INDIANAPOLIS – Indiana House Democrats have followed the playbook of their counterparts in Wisconsin, with most away from the Statehouse and at least some leaving the state to stall action Tuesday on a Republican-backed labor bill.
Only three of 40 House Democrats were in the chamber when Republican Speaker Brian Bosma tried repeatedly to convene it, leaving the chamber short of the two-thirds needed for a quorum.
Democratic Rep. Charlie Brown of Gary told The Associated Press that he and Rep. Greg Porter of Indianapolis were traveling Tuesday afternoon on Interstate 74 in Illinois, but wouldn't say where they were headed.
"He's driving. I don't know how long we'll be driving west like this," Brown said.
While the desks of 37 Democratic legislators were empty, several hundreds of union members crowded the adjourning hallways and held up signs to windows looking into the House with slogans such as "Stop the War on Workers."

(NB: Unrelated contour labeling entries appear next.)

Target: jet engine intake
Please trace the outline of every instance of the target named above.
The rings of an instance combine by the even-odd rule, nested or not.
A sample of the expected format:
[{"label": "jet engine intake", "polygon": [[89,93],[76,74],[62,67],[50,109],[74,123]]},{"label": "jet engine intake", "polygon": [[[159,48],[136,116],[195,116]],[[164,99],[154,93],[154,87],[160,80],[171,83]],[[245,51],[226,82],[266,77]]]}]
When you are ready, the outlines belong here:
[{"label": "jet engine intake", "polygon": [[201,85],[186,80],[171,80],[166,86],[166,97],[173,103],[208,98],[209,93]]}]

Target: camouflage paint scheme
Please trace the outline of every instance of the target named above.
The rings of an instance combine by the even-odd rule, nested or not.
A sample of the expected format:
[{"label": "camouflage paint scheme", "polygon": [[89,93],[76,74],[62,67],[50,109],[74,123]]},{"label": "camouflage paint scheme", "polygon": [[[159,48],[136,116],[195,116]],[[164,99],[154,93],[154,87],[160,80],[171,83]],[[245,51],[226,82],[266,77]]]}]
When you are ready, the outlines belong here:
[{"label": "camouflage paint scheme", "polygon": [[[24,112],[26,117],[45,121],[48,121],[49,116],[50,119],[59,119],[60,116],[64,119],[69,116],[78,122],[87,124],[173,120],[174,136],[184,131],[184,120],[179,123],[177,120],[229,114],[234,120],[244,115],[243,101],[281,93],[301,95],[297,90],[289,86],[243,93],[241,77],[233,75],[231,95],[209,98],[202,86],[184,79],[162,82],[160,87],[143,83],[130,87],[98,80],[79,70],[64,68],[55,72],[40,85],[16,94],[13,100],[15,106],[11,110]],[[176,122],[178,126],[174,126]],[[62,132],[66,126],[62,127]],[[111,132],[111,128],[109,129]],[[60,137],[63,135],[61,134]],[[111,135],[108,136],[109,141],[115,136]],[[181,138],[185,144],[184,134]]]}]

It was the second day of large union crowds at the Statehouse, with the spark being a GOP-led committee on Monday taking up so-called right-to-work legislation that would prohibit union representation fees from being a condition of employment at most private-sector companies.
Wisconsin's Senate hasn't been able to take up a measure to strip nearly all public employees' bargaining rights since that chamber's Democrats left the state Thursday.
Indiana's Republican Gov. Mitch Daniels, who had urged GOP legislators not to act on the right-to-work bill this year, told reporters that the absence of Democrats on Tuesday was a legitimate move and that he would not use state troopers to compel their attendance.
"I trust people's consciences will bring them back to work," Daniels said. "I choose to believe that our friends in the minority, having made their point, will come back and do their duty, the jobs that they're paid to do."
Another of the absent Democrats, Rep. Peggy Welch of Bloomington, told the AP she was traveling Tuesday. When asked whether she was in Indiana, Welch replied, "Right now, I'm just being really quiet."
"We feel like we're doing the right thing and standing up for the middle class and for our kids," Welch said.
If House Democrats skipped the entire day's floor session that would cause the right-to-work legislation to miss a Tuesday procedural deadline for further consideration.
Republicans released a list of 22 bills they said would fail at the same deadline, although none are on major topics and Democrats allowed the GOP-backed two-year state budget proposal to meet that procedural step Monday without any objections.